3) The data presented by different methods in Figure 4 seem to be contradictory. Based on immunostaining and western blot data, the cell line KKU-023 has the highest level of IRS1 protein. Why are the mRNA levels then not matching. On the other hand, KKU-213B seems to have similar protein content as the KKU-023 cell line using western blot but seems to have the highest mRNA expression. Authors must comment on this discrepancy in their data. Also, what was the rationale for choosing the last two cell lines KKU-213A and KKU-213B for subsequent experiments? In Figure 4E why are there two bands on the top of each other for IRS1 in scramble siRNA condition for KKU-213B cells?

4) Authors for stemness, proliferation and migration in IRS1 knockdown in a systematic fashion using cell based and transcriptomic analysis. However, the authors don’t test for changes in apoptosis. Authors should show that there is no cell death upon IRS1 downregulation. Another experiment which will strengthen the findings of the authors would be to examine what happens in CCA patients showing high IRS1 expression. The expectation would be a reversal of some or all the phenotypes which are observed in IRS1 knockdown. Such an experiment would establish a strong causal relationship between IRS1 levels and disease progression. Authors also had shown in Table1 that there were some patients which don’t show high IRS1 expression. These would serve as interesting controls. No need to analyze in all patients but may be 3-5 patients with high and low expression of IRS1.
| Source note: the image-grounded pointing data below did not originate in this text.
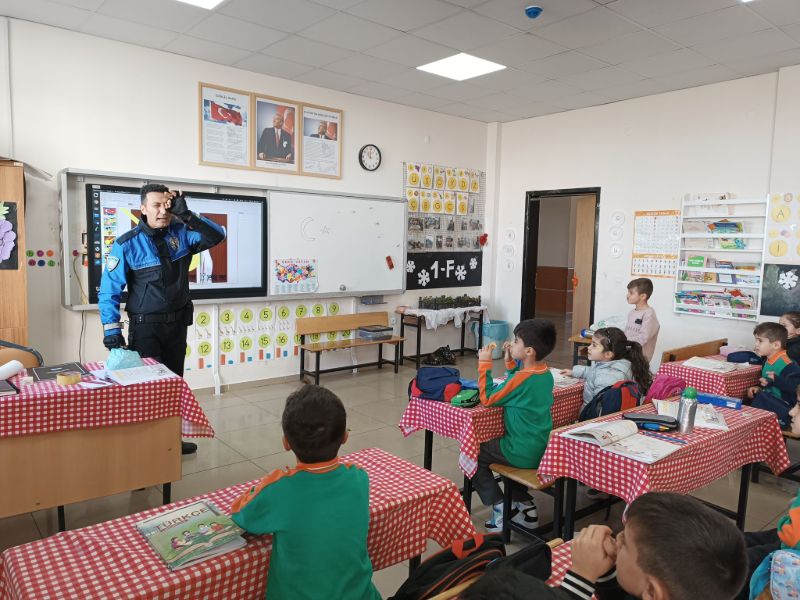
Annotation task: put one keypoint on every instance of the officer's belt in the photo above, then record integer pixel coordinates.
(159, 317)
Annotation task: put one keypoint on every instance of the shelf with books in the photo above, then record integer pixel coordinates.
(708, 282)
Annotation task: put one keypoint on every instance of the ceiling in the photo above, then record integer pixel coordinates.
(578, 53)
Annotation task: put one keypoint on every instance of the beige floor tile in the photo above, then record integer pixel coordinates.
(214, 479)
(18, 530)
(240, 416)
(255, 441)
(211, 453)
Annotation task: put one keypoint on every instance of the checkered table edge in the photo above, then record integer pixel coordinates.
(46, 407)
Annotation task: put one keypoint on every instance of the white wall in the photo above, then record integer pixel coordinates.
(644, 154)
(554, 232)
(95, 104)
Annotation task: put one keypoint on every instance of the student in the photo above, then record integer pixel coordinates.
(642, 324)
(791, 321)
(526, 397)
(614, 358)
(318, 512)
(779, 375)
(673, 547)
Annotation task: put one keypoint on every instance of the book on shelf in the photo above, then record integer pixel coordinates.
(622, 437)
(191, 534)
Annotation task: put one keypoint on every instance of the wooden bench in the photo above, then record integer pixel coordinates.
(686, 352)
(320, 325)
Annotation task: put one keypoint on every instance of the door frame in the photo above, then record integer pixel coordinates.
(531, 236)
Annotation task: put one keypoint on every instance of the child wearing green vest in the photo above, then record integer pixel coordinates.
(526, 396)
(318, 512)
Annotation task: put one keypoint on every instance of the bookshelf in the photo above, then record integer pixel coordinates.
(721, 257)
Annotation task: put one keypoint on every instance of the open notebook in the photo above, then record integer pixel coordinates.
(623, 437)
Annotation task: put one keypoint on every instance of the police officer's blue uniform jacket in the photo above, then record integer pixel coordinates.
(154, 264)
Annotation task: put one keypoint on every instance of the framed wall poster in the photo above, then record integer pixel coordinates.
(321, 141)
(276, 133)
(225, 126)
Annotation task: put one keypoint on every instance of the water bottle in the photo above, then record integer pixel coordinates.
(687, 410)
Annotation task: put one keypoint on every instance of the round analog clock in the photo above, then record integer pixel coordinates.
(369, 157)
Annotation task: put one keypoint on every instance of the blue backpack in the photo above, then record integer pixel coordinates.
(435, 383)
(623, 395)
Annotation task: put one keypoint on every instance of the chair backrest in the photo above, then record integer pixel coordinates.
(27, 356)
(701, 349)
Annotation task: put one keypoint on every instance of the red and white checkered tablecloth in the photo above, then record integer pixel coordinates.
(47, 407)
(408, 505)
(732, 384)
(753, 436)
(473, 426)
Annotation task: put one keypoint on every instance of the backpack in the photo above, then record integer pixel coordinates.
(623, 395)
(452, 566)
(665, 386)
(435, 383)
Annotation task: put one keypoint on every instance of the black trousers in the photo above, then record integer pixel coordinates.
(166, 342)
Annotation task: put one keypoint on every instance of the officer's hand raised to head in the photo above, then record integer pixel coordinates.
(176, 204)
(114, 341)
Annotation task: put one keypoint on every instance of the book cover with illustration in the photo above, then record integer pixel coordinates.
(191, 534)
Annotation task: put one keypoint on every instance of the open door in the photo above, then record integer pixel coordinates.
(583, 280)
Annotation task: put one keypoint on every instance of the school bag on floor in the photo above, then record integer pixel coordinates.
(452, 566)
(623, 395)
(665, 386)
(435, 383)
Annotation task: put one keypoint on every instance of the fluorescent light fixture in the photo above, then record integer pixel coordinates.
(461, 66)
(207, 4)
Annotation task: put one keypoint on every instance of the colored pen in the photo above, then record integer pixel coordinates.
(664, 437)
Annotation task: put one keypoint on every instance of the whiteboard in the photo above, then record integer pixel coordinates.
(346, 238)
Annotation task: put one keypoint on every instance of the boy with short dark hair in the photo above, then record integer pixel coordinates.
(779, 375)
(642, 323)
(318, 512)
(673, 547)
(526, 396)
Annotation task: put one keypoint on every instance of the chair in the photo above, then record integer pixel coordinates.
(27, 356)
(454, 592)
(701, 349)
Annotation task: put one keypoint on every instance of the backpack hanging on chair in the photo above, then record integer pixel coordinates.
(623, 395)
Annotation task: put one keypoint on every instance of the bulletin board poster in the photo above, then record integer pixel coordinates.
(446, 218)
(783, 230)
(224, 127)
(656, 242)
(294, 276)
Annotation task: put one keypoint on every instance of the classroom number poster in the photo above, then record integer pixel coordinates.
(656, 240)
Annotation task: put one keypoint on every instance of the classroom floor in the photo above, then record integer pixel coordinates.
(248, 445)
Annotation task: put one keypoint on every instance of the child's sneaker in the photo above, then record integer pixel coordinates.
(495, 522)
(525, 514)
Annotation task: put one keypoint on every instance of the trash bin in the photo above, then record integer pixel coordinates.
(493, 331)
5) What is the difference between migration and invasion. The assay looks similar as described in materials and methods. Also using the assay described it is difficult to account for initial cell density. The authors must do scratch wound assays which should replicate the differences seen with IRS1 knockdown.

Overall, this is a well conducted study in most parts providing interesting links between oxidative stress and inflammation in CCA and IRS1 expression levels. Addressing the above-mentioned experiments will help improve the quality of the findings.

Author Response

Please see the attachment.

Author Response File: Author Response.pdf

Round 2

Reviewer 1 Report

Dear Authors 

Thank you very much for your kindly response to my suggestions and recommendations. 

Reviewer 2 Report

Authors have addressed most of my concerns and made an effort to clarify the information in text. It is unfortunate that authors do not have access to the tissue which would have helped for more clarification on some of the points I had raised in the first iteration.

Overall, the study is well conducted, and I recommend it for publication.